Will history repeat itself? Gold bubbles compared
(MoneyWatch) Gold hit an all time high of $1,895 an ounce on Sept. 6, 2011. Now, less than two years later, gold is 33 percent down, recently trading at $1,249 an ounce. If you think this has never happened to gold, think again.
If history has taught us anything, it is that gold giveth and gold taketh away. During the 18 months following gold hitting $850 an ounce on Jan. 21, 1980, gold gave back more than half of its value. It gave back even more two decades later, when gold was trading at a 70 percent discount from that 1980 high.
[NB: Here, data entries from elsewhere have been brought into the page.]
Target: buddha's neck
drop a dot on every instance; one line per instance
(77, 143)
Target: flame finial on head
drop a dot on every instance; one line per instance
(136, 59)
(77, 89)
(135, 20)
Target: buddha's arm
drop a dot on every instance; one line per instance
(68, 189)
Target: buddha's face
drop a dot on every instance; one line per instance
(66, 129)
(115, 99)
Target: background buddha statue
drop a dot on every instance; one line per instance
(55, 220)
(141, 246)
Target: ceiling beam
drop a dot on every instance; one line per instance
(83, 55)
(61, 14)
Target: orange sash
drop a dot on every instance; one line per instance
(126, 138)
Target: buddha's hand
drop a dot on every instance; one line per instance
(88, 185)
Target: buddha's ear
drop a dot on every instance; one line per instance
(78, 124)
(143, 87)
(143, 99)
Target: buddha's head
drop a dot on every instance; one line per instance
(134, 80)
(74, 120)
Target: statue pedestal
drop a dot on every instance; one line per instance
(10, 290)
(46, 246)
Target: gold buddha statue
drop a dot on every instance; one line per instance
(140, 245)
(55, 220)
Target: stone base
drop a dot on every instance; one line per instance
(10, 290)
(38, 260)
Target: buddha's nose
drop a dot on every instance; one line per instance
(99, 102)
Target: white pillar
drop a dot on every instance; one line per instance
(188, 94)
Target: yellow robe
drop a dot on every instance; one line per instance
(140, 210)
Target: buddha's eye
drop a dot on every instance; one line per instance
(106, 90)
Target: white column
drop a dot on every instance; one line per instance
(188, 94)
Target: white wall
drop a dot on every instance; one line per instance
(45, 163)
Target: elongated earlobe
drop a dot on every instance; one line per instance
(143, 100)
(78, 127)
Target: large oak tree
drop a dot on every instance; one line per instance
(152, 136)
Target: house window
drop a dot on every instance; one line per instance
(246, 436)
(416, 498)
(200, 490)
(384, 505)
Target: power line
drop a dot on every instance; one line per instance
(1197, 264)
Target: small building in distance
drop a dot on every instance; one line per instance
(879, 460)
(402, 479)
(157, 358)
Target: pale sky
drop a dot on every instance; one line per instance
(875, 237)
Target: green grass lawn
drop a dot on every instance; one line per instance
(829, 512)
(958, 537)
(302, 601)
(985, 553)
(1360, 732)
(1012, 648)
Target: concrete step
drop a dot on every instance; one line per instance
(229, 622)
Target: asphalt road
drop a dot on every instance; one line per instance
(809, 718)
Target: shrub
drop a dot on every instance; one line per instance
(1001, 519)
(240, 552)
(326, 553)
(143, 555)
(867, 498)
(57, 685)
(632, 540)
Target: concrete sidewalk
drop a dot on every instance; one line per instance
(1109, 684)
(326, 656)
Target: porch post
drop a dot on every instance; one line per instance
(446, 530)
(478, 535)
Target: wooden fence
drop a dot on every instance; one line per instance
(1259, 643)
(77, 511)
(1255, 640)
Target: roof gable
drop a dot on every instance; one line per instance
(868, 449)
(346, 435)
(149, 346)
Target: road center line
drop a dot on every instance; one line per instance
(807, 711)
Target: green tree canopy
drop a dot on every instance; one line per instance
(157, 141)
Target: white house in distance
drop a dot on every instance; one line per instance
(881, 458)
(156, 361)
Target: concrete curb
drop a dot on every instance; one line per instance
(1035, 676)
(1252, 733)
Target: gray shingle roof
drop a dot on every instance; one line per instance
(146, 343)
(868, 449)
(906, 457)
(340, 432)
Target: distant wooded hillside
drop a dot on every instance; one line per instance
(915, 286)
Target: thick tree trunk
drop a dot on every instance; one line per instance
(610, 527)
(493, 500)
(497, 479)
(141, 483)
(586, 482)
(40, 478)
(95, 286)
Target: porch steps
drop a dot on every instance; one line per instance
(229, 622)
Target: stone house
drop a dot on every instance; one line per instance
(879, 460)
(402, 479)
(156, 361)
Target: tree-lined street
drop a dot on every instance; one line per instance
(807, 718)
Will history repeat itself? Well so far it has on the up side. The same 1980 arguments used in favor of gold a couple of years ago were the declining value of paper currency and high inflation that only gold could protect against. We also heard the same certain predictions of gold continuing to surge. And while I wasn't writing back in 1980, I'm betting the abuse that gold bugs heaped upon those who dared write that gold was far from a sure thing was the same as well. I've had a few emails berating me for the "idiocy" of warning people against chasing a potential gold bubble.
Back in 2011, I made a daring call that we would not be showing up at Safeway buying milk and eggs with gold. I'm staying out on that limb and sticking with my forecast.
The future of gold
Gold has a very long history of keeping up with inflation in the long-run. Since 1980, however, it has badly lagged inflation. Though I'm certain gold is a better deal today than it was back in 2011, I'm uncertain of its future. By 2014, gold could be trading at $10,000 an ounce, or $600 an ounce, but I don't advise betting the farm on either possibility.
Fear and greed are the key drivers of gold prices, and that sort of emotion-driven investing rarely turns out well. While gold can be a diversifier for a portfolio, it should only be a small piece. As with any part of a portfolio, remember to rebalance. It's a lot better to sell gold when prices surge than to follow the herd and buy it.